Monday, March 15, 2010

Your Monday Panel 3

Terry and the Pirates 10/29/1939, panel 10. Drawn by Milton Caniff.


When people talk about Milt Caniff, the phrase "cartoon realism" is bound to come up at some point. More than any other artist, Caniff was the discoverer of an ideal synthesis that lay between depictive realism and simplified cartooning, of the urtext for action comics. He wrote the book, and of all the action artists since, only Jack Kirby has surpassed him for sheer influence.

Caniff's genius lay in an almost instinctual grasp of how to mix cinematically-styled composition and layouts with ones more native to comics (Will Eisner, for one, was taking notes); and in a drawing style that fleshed out backgrounds, props, costumes, and landscapes in meticulous, impressionistic detail while simplifying faces and movements into iconographs that carried great impact and could be read quickly and easily. Here he employs a movie style close-up to perfectly frame his action, but drops the backgrounds to pop the figures out at you. The faces and body language are simplified and then exaggerated, but the clothes and skin display perfect realist shadowing, no fold or pucker overlooked. Tellingly, the only place the shadows move away from reality is where they overlap with the comic book-y starburst of pain around Klang's head -- there they are almost perfectly parallel with the lines of force spreading outward from the punches. Note also the blood on Pat Ryan's knuckles and Klang's face; this might be a cartoon, but in Caniff, cartooned actions have realist repercussions.

This panel, though, is more than just an exemplar of Caniff's synthesis of abstract and concrete.

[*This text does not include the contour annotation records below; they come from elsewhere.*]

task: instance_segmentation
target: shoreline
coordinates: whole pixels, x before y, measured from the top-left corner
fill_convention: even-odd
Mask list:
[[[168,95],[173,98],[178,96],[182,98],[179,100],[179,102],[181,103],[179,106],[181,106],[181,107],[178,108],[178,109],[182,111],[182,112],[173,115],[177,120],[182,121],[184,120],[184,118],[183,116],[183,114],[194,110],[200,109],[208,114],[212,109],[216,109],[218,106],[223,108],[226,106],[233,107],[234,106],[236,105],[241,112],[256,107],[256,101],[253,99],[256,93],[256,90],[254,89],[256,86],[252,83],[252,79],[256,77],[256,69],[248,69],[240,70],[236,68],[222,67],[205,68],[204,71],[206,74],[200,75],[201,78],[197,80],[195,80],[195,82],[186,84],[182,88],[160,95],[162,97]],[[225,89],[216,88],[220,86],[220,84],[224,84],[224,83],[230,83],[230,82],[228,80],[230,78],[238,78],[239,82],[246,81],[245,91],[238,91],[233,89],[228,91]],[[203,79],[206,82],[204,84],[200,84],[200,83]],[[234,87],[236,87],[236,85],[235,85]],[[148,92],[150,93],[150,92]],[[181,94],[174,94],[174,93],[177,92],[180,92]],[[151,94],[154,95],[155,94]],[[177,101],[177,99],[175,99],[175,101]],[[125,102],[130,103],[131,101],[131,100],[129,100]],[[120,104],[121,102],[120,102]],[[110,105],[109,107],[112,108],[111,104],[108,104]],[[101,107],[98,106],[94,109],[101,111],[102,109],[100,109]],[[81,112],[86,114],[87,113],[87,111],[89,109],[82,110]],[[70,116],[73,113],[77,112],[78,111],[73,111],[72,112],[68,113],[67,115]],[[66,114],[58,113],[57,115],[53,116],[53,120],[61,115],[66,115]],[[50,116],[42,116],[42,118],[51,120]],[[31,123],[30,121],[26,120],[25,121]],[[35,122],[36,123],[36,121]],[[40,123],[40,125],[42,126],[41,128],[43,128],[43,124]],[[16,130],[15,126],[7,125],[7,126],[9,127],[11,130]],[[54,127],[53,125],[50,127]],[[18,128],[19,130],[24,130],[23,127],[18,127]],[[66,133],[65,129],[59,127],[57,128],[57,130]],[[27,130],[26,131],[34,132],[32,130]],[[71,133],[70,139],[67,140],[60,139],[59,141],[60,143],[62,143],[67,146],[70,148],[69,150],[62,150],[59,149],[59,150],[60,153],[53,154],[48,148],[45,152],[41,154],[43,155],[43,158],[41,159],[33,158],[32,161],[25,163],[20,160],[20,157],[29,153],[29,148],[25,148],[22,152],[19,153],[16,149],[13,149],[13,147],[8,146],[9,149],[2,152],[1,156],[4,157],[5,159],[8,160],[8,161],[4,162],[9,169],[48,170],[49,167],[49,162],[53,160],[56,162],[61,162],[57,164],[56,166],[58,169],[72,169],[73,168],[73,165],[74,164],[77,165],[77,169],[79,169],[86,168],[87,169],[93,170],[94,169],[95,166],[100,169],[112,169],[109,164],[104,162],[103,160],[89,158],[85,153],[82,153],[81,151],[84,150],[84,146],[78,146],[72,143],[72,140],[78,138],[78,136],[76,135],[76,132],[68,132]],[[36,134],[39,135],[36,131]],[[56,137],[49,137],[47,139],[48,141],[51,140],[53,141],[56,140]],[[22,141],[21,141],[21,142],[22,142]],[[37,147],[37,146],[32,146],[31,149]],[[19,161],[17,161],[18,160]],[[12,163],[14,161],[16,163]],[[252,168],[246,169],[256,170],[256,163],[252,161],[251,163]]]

It is also an example of the artist's formalist side completely unchained. Where most other artists would have gone with a straight impact shot and drawn the moment the fist connects with the jaw, Caniff revels in the comics medium's prerogative to distort time -- it's impossible to tell whether this is a sped-up depiction of six or seven punches in a row, or a single punch slowed down into stop-motioned stages. Either way it's depiction of sequential action, a "comic" in a single drawing. No mean feat. Caniff was a master not only because of his immense talent, but because he took chances with panels like these, and in doing so went places that no one had gone before -- and that few have been able to since.

Your Monday Panel is a continuing series examining the building blocks of comics -- individual panels.

2 comments:

sage said...

you should do a section of comic book and music pairings -- like wine and chhese pairings! just a thought

Matt Seneca said...

Ok, it'll start with Spawn and Guns-N-Roses, before moving through to Alan Moore and Pink Floyd The Wall. How'm I doing?